For Miss J, the dungeon life is simple: It’s
about feeling alive. But for Kitty, shouldering the weight of her
clients’ lives distracts from the feelings of empowerment the job can
offer. Before her session, Kitty sips water from a wine glass in the
break room, already wearing a red halter top and patent leather hot
pants. She empties the glass, tipping her head all the way back. She
says she can’t be sure whether she’ll be damaged by working as a
dominatrix. She only knows that she sees the world differently.
In
the dungeon, she sees Wall Streeters, vulnerable in their underwear,
displaying wallets full of family photos at her feet. Before she came to
work at Jezebel’s, Kitty felt preyed upon by the sound of a man’s voice
making passes at her on the street. Now she feels unfazed, like someone
who has been behind the scenes and knows the special effects for what
they really are.
"Men
used to make me question my self-worth," she says, untangling the
leather strands of her flogger. "This job makes me feel like I’m getting
mine."
Kitty
admits her job is rife with potential disturbances. At the moment,
however, she is the protector of a million borrowed secrets that remind
her she’s not weaker than even the most prominent Wall Street trader.

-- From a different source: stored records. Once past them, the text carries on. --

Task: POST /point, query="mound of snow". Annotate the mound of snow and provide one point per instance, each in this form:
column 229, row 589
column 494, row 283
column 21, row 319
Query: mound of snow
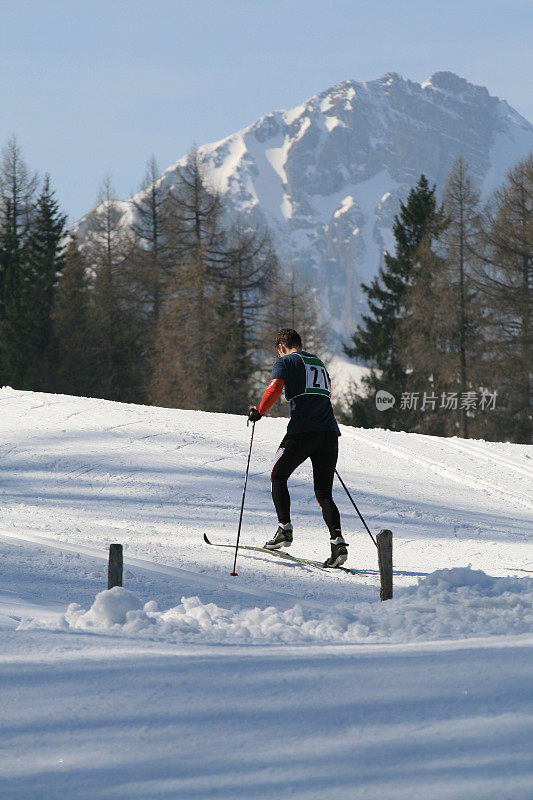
column 454, row 603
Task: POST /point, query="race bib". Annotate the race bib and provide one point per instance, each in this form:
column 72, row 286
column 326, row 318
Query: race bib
column 316, row 377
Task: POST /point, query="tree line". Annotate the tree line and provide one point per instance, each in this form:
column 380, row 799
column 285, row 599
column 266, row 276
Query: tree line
column 174, row 303
column 448, row 331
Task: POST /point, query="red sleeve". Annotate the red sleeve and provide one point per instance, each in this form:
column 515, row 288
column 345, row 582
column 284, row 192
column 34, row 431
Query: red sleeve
column 272, row 392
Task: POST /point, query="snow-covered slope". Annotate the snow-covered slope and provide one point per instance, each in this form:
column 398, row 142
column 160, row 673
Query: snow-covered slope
column 183, row 684
column 327, row 175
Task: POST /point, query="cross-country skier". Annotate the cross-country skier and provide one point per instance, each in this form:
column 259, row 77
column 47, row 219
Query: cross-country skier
column 312, row 433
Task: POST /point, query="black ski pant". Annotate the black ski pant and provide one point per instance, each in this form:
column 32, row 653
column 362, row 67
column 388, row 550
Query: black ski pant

Though she worries about the psychological damage older dommes warn
about, her plans to save her money to go to grad school to study theater
are more important. "This is how I’m going to have money to get a
little nest egg," she says, fixing her gaze on her pointed toes.
"There’s nothing bad about that."
Correction: This article, published March 2, erroneously stated that Jezebel’s NYC, closed. The
dungeon has, in fact, moved from its location at John Street to its
original location near the South Street Seaport.